Final Thoughts: The Power of "We Over Me"

As "We Over Me" draws to a close, Khadeen and Devale Ellis leave readers with a powerful message: in a world that often prioritizes individual needs and desires, choosing to put your partner first can lead to a stronger, more fulfilling relationship.

The Ellises' approach to love is both radical and refreshingly simple. By focusing on serving your partner and prioritizing the needs of your relationship over your individual wants, you create a partnership that's greater than the sum of its parts. This doesn't mean losing yourself or sacrificing your own happiness. Instead, it's about recognizing that true fulfillment often comes from giving rather than receiving.

Throughout the book, Khadeen and Devale share personal stories that illustrate how this philosophy has shaped their relationship. From supporting each other's career dreams to navigating intimacy issues, they've consistently chosen to put "we" before "me." And while their journey hasn't always been smooth, it's led them to a place of deep love, mutual respect, and shared success.

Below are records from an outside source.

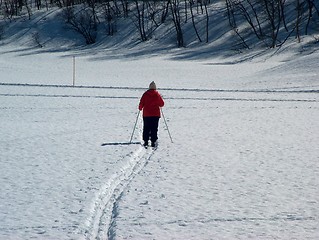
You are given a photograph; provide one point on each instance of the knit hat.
(152, 86)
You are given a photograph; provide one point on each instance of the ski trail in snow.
(100, 225)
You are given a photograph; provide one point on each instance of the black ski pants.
(150, 128)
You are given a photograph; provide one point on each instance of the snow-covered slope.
(243, 162)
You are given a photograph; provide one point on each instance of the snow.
(243, 162)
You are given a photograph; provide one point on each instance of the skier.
(150, 103)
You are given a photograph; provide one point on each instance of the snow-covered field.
(244, 162)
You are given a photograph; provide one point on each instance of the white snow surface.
(244, 162)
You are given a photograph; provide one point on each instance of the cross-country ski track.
(101, 224)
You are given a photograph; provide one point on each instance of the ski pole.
(169, 134)
(138, 114)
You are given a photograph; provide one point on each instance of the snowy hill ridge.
(61, 29)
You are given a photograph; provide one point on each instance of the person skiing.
(151, 102)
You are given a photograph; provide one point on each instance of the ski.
(119, 143)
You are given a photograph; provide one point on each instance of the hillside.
(49, 29)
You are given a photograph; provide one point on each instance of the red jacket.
(150, 103)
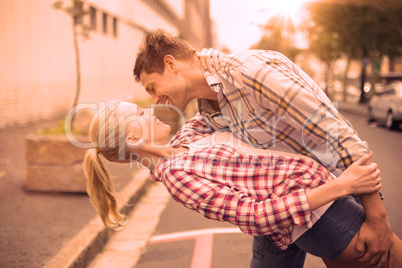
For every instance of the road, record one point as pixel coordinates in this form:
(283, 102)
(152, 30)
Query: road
(194, 241)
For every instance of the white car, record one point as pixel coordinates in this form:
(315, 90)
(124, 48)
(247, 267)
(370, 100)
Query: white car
(386, 107)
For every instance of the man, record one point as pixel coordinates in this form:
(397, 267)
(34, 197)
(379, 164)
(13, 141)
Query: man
(268, 102)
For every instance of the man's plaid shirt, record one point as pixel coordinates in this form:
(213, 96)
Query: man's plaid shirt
(263, 195)
(269, 102)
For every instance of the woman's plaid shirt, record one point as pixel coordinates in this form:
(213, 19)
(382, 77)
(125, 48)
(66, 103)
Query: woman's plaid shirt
(263, 195)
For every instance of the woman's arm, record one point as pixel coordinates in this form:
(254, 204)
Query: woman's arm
(221, 202)
(356, 179)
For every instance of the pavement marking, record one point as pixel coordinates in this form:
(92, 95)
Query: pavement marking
(79, 251)
(204, 241)
(125, 247)
(191, 234)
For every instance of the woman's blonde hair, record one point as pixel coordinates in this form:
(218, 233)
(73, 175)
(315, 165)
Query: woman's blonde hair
(111, 144)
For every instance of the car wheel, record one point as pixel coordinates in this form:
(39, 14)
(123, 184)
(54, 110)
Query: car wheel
(369, 116)
(390, 122)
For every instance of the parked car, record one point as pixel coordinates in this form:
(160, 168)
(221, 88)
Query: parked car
(386, 107)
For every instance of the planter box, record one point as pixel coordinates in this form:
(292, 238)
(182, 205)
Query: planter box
(54, 164)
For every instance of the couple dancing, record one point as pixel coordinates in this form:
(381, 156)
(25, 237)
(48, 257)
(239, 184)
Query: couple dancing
(261, 155)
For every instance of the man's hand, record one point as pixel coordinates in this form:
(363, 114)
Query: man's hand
(210, 59)
(375, 243)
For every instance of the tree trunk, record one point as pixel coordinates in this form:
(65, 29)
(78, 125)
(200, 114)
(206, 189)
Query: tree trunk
(362, 81)
(345, 80)
(77, 70)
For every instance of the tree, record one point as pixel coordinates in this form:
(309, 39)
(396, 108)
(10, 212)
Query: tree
(366, 32)
(278, 36)
(76, 13)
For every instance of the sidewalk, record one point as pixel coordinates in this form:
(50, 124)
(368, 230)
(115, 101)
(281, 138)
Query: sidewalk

The beauty of the "we over me" approach is that it creates a positive cycle within the relationship. When both partners are focused on meeting each other's needs, both end up feeling valued, supported, and loved. This, in turn, strengthens the bond between them and makes the relationship more resilient in the face of challenges.

Khadeen and Devale also emphasize the importance of creating your own relationship blueprint. They encourage readers to let go of societal expectations and family patterns that don't serve them, and instead focus on building a partnership that feels authentic and right for them. This might mean rejecting traditional gender roles, communicating in unconventional ways, or defining success differently than others might.

Perhaps most importantly, "We Over Me" offers a realistic and hopeful view of long-term love. The Ellises don't shy away from discussing the difficulties they've faced, but they also celebrate the joy, growth, and fulfillment they've found in their relationship. Their story serves as a testament to the power of commitment, communication, and mutual support in building a lasting partnership.

In essence, "We Over Me" is more than just a relationship guide – it's a call to approach love with generosity, creativity, and courage. By putting their partner's needs first, being willing to forge their own path, and embracing the imperfections of real love, Khadeen and Devale Ellis have created a relationship that's both inspiring and achievable.

For anyone looking to build a stronger, more satisfying partnership, the message of "We Over Me" offers a compelling roadmap. It reminds us that while relationships require work, the rewards of a truly collaborative and supportive partnership are well worth the effort. In choosing "we" over "me," we open ourselves up to a deeper, richer experience of love – one that can weather life's storms and celebrate its joys, hand in hand with our chosen partner.